Erkelenz: Besucherzahlen belegen den großen Erfolg

Erkelenz : Besucherzahlen belegen den großen Erfolg

Ein wenig Wehmut klang mit, als der Vorsitzende des Kulturausschusses, Hatto Haak, das Pressegespräch über den diesjährigen Lambertusmarkt eröffnete.

„Ich hänge an diesem Markt”, bekannte der CDU-Ratsherr, der gemeinsam mit anderen diesem Jahrmarkt vor 29 Jahren initiierte. Beim Blick in die Vergangenheit erinnerte Haak, der zum Ende der Legislaturperiode im Herbst sein Ratsmandat aufgibt, an das Stadtjubiläum von Erkelenz 1976, als es einen Historischen Jahrmarkt gab.

Als Folge dessen wurde ein Aktionskreis unter Haaks Federführung gebildet, der sich Gedanken machte, ob nicht alljährlich ein ähnlicher Markt in der Innenstadt stattfinden könnte. „1976 haben die Erkelenzer Bürger entdeckt, dass es sich auf dem Markt gut feiern lässt”, meinte Haak.

„Darauf bauten wir auf und gestalteten 1977 den ersten Historischen Jahrmarkt mit der Firma Kulvera.” Im Laufe der Jahre entwickelte sich das Marktgeschehen weg vom rein historischen zum multikulturellen.

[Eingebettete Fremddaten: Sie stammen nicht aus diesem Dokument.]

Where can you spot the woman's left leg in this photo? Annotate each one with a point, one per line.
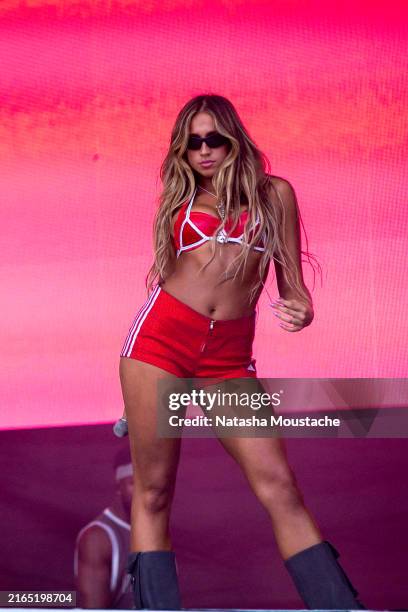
(311, 561)
(265, 465)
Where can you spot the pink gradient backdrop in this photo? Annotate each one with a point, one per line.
(89, 92)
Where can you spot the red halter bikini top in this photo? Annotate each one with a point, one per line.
(189, 234)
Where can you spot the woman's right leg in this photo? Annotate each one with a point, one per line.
(155, 460)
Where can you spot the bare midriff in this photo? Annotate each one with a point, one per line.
(211, 292)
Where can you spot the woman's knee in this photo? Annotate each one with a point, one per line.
(154, 498)
(278, 489)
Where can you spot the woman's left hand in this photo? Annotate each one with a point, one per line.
(295, 315)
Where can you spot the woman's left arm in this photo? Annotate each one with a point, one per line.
(294, 311)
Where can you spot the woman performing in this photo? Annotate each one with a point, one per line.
(220, 221)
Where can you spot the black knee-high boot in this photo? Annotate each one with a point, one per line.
(320, 579)
(154, 580)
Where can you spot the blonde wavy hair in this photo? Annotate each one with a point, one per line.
(244, 176)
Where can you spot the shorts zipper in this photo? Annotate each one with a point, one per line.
(211, 326)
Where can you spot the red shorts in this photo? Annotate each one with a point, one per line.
(173, 336)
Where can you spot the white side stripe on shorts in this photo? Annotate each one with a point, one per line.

Aus dem Historischen Jahrmarkt wurde der Lambertusmarkt, das Volksfest mit Musik, Artistik, Essen und Trinken, Trödelmarkt und historischem Teil.

In einem zweiten Schritt, der dazu beitrug, dass der Lambertusmarkt inzwischen zu einer überregionalen Attraktion im gesamten Rheinland geworden ist, fügten Haak und seine Mitstreiter den Jahrmarkt in der Innenstadt trotz aller Widerstände zusammen mit der Frühkirmes an der Burg. Zur damaligen Zeit führte die Kirmes ein wenig beachtetes Schattendasein. Nunmehr gibt es die gelungene Verbindung, ein fruchtbares Miteinander zwischen traditioneller Kirmes und dem bunten Treiben in der Innenstadt.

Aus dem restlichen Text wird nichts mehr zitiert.